First time since the pumping station.

The pressure behind my eyes, that constant vise squeezing my skull for weeks, was gone too. Absent, as though someone had opened a release valve I hadn’t known existed.

The recollections were still there. All of them. Integrated. Heavy. Real.

Special Forces. Master Sergeant Xavier Hale. The fabricated arrest. Eighteen months of conditioning in Dresner’s facility. Strapped to chairs, electrodes firing, chemicals burning through my veins, my identity stripped away piece by piece until nothing remained but obedience.

You are Blackout. You have no past.

Fifty-five missions.
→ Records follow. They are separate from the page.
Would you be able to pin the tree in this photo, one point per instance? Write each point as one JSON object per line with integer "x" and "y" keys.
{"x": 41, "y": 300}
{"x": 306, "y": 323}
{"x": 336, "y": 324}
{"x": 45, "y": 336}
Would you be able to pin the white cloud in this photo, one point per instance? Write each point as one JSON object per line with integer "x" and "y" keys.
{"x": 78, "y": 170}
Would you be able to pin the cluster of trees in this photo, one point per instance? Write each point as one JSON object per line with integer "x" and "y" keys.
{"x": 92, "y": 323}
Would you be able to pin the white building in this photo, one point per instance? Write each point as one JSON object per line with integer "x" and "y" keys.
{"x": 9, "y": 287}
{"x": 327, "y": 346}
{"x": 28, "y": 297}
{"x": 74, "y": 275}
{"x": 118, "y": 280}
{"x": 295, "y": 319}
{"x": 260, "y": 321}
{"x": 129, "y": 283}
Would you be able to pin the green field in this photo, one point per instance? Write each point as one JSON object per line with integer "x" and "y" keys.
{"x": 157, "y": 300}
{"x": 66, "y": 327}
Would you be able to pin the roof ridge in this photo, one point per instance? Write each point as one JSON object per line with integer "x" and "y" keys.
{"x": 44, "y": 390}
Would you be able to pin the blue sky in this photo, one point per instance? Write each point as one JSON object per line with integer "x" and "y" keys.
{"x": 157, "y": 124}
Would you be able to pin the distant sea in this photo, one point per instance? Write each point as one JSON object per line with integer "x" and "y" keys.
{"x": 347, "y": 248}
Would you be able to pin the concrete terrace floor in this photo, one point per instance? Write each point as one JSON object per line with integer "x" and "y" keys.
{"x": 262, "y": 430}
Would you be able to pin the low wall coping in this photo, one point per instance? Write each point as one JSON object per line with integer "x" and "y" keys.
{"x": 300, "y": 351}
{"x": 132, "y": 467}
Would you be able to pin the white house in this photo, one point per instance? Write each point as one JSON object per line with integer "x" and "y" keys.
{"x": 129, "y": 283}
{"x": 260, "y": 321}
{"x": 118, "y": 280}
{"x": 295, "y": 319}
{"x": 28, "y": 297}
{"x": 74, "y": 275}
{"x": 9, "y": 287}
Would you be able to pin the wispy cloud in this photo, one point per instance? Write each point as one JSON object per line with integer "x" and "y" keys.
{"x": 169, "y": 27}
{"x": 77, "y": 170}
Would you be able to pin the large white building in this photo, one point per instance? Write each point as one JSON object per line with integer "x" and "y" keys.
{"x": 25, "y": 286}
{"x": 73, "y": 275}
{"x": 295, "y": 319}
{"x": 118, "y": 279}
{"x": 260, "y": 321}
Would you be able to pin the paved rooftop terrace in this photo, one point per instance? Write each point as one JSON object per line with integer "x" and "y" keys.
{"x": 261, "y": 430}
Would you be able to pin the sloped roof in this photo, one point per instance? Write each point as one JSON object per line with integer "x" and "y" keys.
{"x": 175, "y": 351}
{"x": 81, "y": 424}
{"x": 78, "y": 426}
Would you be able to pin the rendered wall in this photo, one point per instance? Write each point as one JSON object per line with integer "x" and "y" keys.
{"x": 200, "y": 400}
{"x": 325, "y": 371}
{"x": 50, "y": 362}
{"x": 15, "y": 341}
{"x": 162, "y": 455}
Fifty-five kills.

The folder from Dresner’s office sat like lead weight in my mind. Every name. Every target. Every life I’d ended.

But the fragmentation was gone. The recollections didn’t feel like someone else’s anymore. They were mine. All of it. Thesoldier, the prisoner, the weapon, the man trying to crawl back from the void.

Didn’t know if that was better or worse.

Movement beside me pulled my attention away from the spiral.

Clare.

She was curled on top of the covers, still fully dressed. One hand resting near mine like she’d fallen asleep reaching for me. She’d turned toward me, exhausted even in sleep. Dark circles under her lids. Tear tracks dried on her cheeks.

She’d stayed.

Watched over me while I was unconscious. However long that had been.

My ribs tightened.

Tested my voice carefully, feeling the words form in my throat. Still rough. Still damaged from the conditioning and the seizures. But functional.

“Clare.”

The word came out as a rasp. Barely audible. But real.